One of 122 rural schools in Marion County
MEMORIES IN FOCUS: One of 122 rural schools in Marion County years ago
Typical of the 122 rural school districts in Marion County in 1905 was Canada School District No. 60, where teachers James A. Ray and Loretta “Laura” Sheets taught an average of 56 well-dressed students in first through eighth grades daily.
The building, now at Nighthawk Rd. and US-56 a mile north of Canada, was built just three years earlier, in 1902, even though the days of rural primary schools were by then beginning to be numbered.
In 1904, a year before this photo was taken, Burns constructed the state’s first consolidated “union” school.

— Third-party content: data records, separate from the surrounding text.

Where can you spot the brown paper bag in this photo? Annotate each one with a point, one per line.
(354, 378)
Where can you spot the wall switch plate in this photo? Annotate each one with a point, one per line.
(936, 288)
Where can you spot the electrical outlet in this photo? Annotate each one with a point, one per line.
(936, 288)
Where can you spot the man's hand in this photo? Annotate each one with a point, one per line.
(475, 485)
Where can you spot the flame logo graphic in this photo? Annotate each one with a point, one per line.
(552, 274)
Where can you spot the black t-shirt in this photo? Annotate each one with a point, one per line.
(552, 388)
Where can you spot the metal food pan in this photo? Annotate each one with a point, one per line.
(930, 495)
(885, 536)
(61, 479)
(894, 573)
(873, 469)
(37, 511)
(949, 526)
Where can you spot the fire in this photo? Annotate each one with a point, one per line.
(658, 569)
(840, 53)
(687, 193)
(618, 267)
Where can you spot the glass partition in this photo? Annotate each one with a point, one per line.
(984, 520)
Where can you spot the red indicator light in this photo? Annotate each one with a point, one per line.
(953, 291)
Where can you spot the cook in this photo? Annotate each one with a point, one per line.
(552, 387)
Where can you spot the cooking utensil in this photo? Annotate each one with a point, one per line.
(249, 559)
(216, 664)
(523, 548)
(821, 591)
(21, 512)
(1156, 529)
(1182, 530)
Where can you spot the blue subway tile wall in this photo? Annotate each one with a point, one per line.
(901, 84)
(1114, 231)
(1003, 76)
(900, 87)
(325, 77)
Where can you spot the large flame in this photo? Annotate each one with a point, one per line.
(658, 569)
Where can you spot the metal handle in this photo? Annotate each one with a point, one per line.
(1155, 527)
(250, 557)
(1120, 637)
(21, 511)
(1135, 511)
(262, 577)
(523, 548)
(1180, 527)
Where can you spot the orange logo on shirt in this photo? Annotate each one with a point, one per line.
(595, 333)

The following year, three other “union” schools, featuring all grades through high school, existed in the county. A year after that, Ray, typically referred to as “professor” in newspapers of the time, had become county school superintendent and embarked on speaking tour to discuss school consolidation.
Rural schools often lived close to the edge financially. A legal notice in May 1905 listed District 60 as having a balance of just $6.34 in its general fund at the end of the school year.
As was common at the time, the school frequently published lists of students who had been neither tardy nor absent each month. One such listing in 1905 included students with the last names of Balzer, Bluhm, Burkholder, Funk, Giesbrecht, Goertz, Goosen, Kline, Kreutziger, Mastin, Matz, Riesen, Robertson, Rupp, Siebert, Stenzel, and Thompson.
Written on the back of the photo at Marion Historical Museum is a note from the picture’s donor: “Under right-hand window, hair parted in the middle with bow ties, that’s me. Wallace Siebert.”
Ray, Sheets, and Siebert all are buried in Marion County.
Ray, a Kentucky native who died in 1944 at age 79, is buried in Claney Cemetery, on 150th Rd. near Remington Rd.
Sheets, who also taught Sunday school at Emmanuel Baptist Church in Marion, died at age 69 in 1938.
She and Siebert, a long-time Canada businessman who died in 1976 at age 88, are buried in Marion Cemetery.